Parameters for EMASE Pipeline

  • --pubdir

    • Default: /<PATH>
    • Comment: The directory that the saved outputs will be stored.
  • -w

    • Default: /<PATH>
    • Comment: The directory that all intermediary files and nextflow processes utilize. This directory can become quite large. This should be a location on /fastscratch or other directory with ample storage.
  • --csv_input

    • Default: null
    • Comment: Provide a CSV manifest file with the header: "sampleID,lane,fastq_1,fastq_2". See below for an example file. Fastq_2 is optional and used only in PE data. Fastq files can either be absolute paths to local files, or URLs to remote files. If remote URLs are provided, * --download_data can be specified.
  • --sample_folder

    • Default: /<PATH>
    • Comment: The path to the folder that contains all the samples to be run by the pipeline. The files in this path can also be symbolic links.
  • --extension

    • Default: .fastq.gz
    • Comment: The expected extension for the input read files.
  • --pattern

    • Default: "*_R{1,2}*"
    • Comment: The expected R1 / R2 matching pattern. The default value will match reads with names like this READ_NAME_R1_MoreText.fastq.gz or READ_NAME_R1.fastq.gz
  • --read_type

    • Default: PE
    • Comment: Options: PE and SE. Type of reads: paired end (PE) or single end (SE).
  • --concat_lanes

    • Default: false
    • Comment: Options: false and true.

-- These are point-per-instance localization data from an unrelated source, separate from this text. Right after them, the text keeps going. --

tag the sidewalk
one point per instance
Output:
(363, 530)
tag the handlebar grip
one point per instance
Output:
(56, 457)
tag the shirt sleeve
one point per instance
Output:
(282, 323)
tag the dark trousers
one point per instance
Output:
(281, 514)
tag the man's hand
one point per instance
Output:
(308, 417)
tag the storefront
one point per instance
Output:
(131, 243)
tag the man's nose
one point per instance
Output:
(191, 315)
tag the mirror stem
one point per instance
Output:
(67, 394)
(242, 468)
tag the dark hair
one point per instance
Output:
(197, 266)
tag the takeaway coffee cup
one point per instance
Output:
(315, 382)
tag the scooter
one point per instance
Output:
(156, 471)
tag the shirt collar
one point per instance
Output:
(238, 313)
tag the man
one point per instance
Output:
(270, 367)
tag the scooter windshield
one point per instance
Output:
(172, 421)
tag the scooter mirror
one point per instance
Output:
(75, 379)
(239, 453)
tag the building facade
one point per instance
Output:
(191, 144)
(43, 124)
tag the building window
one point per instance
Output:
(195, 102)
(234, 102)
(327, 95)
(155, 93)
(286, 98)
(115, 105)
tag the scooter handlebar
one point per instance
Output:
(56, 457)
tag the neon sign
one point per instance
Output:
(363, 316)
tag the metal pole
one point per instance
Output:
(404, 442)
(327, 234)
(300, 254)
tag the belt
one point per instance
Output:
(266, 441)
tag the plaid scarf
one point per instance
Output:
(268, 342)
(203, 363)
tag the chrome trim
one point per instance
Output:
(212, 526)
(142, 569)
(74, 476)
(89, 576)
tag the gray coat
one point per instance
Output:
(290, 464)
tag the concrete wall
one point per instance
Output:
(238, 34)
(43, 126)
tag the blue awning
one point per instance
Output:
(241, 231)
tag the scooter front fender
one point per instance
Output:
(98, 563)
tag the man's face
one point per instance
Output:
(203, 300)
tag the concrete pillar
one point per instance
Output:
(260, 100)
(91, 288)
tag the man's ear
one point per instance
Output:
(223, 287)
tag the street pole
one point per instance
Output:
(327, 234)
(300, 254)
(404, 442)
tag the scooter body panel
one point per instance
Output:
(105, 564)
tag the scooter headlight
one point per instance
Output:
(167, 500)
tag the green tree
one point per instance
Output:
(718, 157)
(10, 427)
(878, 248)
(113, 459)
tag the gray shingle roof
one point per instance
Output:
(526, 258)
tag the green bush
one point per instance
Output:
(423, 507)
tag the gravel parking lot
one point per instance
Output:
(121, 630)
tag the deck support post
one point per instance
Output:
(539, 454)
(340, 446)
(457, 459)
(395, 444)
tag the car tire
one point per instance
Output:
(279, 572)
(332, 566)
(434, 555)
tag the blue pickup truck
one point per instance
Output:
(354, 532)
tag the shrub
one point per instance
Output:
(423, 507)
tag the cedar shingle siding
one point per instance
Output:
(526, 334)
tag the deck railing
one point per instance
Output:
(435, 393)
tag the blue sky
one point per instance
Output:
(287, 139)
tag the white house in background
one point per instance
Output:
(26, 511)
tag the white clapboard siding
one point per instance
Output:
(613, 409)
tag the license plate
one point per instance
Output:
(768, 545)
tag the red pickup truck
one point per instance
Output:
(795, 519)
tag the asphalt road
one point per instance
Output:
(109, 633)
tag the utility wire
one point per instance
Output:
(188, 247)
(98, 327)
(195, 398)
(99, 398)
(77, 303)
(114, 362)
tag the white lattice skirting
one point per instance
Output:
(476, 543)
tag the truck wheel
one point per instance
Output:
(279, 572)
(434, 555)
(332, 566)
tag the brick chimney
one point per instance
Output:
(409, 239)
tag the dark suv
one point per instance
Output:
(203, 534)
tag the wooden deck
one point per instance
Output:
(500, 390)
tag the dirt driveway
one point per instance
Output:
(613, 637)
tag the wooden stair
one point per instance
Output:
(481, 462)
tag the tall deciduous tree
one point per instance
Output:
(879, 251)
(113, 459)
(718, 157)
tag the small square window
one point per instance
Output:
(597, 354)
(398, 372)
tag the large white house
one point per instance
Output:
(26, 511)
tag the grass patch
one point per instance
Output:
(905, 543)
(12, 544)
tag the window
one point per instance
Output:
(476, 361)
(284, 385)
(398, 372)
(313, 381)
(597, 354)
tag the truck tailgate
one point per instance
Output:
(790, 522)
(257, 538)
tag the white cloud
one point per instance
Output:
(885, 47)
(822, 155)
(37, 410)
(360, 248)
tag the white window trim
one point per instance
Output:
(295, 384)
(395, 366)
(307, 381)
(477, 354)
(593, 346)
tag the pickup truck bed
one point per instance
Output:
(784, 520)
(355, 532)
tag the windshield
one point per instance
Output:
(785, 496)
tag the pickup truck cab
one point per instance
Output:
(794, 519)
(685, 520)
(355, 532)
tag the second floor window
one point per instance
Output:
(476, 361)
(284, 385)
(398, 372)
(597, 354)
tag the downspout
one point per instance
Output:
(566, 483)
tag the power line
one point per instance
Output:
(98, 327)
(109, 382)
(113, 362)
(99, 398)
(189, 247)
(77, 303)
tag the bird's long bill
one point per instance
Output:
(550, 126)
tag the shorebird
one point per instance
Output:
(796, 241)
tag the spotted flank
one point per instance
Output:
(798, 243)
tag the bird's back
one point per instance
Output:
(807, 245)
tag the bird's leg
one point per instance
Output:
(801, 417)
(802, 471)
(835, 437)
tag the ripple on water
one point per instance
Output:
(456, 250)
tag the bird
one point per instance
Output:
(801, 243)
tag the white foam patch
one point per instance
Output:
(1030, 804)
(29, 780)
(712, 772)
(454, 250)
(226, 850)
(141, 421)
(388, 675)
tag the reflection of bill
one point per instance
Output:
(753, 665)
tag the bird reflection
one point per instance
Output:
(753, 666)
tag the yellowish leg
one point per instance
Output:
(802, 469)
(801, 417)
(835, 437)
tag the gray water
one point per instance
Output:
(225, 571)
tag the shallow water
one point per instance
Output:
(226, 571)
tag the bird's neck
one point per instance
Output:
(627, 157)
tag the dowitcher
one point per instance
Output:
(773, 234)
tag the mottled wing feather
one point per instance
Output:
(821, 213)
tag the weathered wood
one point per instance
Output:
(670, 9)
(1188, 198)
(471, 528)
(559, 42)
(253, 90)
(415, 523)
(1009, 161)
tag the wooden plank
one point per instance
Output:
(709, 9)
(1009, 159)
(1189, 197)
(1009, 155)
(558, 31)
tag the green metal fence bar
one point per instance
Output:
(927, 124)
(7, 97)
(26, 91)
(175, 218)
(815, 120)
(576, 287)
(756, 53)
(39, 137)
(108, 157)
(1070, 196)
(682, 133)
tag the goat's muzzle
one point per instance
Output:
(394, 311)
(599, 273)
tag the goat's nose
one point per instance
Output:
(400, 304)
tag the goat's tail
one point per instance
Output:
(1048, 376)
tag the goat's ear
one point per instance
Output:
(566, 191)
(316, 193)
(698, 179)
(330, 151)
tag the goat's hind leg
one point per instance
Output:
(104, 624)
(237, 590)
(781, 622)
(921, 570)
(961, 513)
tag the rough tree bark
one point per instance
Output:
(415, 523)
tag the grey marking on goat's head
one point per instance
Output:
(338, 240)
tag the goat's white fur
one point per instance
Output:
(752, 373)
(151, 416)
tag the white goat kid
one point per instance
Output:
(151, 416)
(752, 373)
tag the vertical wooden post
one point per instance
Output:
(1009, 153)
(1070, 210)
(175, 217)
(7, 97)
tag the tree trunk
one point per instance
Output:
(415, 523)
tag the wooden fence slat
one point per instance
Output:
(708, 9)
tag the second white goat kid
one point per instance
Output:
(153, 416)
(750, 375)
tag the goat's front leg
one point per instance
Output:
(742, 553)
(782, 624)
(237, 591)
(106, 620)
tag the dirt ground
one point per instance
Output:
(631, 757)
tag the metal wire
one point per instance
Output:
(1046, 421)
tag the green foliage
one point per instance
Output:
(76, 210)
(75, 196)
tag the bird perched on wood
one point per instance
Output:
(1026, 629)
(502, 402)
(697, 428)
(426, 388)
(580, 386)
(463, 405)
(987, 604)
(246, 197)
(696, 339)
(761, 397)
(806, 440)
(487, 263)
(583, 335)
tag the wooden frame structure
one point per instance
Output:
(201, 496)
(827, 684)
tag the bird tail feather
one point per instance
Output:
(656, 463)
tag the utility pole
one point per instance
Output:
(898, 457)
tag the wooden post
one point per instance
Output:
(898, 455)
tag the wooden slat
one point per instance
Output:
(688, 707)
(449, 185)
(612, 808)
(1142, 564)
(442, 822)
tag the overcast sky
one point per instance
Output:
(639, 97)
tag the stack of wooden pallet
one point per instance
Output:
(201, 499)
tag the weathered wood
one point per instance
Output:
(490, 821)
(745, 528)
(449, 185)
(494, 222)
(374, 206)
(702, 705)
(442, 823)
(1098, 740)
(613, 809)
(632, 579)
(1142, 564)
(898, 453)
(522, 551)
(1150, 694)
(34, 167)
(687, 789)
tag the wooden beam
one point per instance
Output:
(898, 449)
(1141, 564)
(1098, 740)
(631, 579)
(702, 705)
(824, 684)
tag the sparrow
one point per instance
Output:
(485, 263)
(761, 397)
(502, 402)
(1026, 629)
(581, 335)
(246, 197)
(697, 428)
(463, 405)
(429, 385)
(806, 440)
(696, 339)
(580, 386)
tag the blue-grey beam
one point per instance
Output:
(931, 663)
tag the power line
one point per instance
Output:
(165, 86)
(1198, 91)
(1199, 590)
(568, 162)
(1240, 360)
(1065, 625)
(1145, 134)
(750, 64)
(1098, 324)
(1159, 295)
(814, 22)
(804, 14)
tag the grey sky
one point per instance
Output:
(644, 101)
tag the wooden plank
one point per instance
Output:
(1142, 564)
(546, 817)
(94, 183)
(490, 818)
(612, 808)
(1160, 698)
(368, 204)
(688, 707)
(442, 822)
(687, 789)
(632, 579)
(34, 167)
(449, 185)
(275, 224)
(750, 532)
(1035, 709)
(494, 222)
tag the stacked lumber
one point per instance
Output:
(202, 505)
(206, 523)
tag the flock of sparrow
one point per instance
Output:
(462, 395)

If this boolean is specified, FASTQ files will be concatenated by sample. Used in cases where samples are divided across individual sequencing lanes.
  • --concat_sampleID_delim

    • Default: "_"
    • Comment: The delimited to split FASTQ file names.
  • --concat_sampleID_positions

    • Default: "1"
    • Comment: The number of elements to keep after splitting on the chosen delimiter in the sample name.
  • --genome_build

    • Default: GRCm39
    • Comment: Options: GRCm39 or GRCm38.
  • --bowtie_index

    • Default: /projects/compsci/omics_share/mouse/GRCm39/transcriptome/indices/imputed/rel_2112_v8/bowtie/bowtie.transcripts
    • Comment: Path to the bowtie index. Include the bowtie prefix in this path (e.g., /path/to/bowtie.transcripts where bowtie.transcripts.* are the full set of index files in the directory.
  • --transcripts_info

    • Default: /projects/compsci/omics_share/mouse/GRCm39/supporting_files/emase_gbrs/rel_2112_v8/emase.fullTranscripts.info
    • Comment: A file containing all transcript IDs. NOTE: These IDs must not contain haplotype IDs. This file must also have a 'length' column. Note that 'length' is not used in this context. ONLY IDs are used from this file. Can be obtained from prepare_emase workflow (emase.fullTranscripts.info)
  • --gbrs_strain_list

    • Default: "A,B,C,D,E,F,G,H"
    • Comment: A list of haplotype names corresponding to genomes used in hybrid genome construction (e.g., 'A,B,C,D,E,F,G,H').
  • --gene2transcript_csv

    • Default: /projects/compsci/omics_share/mouse/GRCm39/supporting_files/emase_gbrs/rel_2112_v8/emase.gene2transcripts.tsv
    • Comment: A file containing all gene to transcript ID translations. NOTE: These IDs must not contain haplotype IDs. Can be obtained from prepare_emase workflow (emase.gene2transcripts.tsv)
  • --full_transcript_info

    • Default: /projects/compsci/omics_share/mouse/GRCm39/supporting_files/emase_gbrs/rel_2112_v8/emase.pooled.fullTranscripts.info
    • Comment: A file containing all transcript IDs with transcript lengths. NOTE: These IDs must contain haplotype IDs. Can be obtained from prepare_emase workflow (emase.pooled.fullTranscripts.info)
  • --emase_model

    • Default: '4'
    • Comment: Options:(1, 2, 3, 4). 1: reads are apportioned among genes first, then between alleles, and then among isoforms. 2: reads are apportioned among genes first, then among isoforms, and then between alleles. 3: reads are apportioned among genes first, then among each isoform-allele combination.

Pipeline Default Outputs

NOTE: * Represents a wild card that is a placeholder for values that will be filled by input file names and/or parameters when the pipeline is run.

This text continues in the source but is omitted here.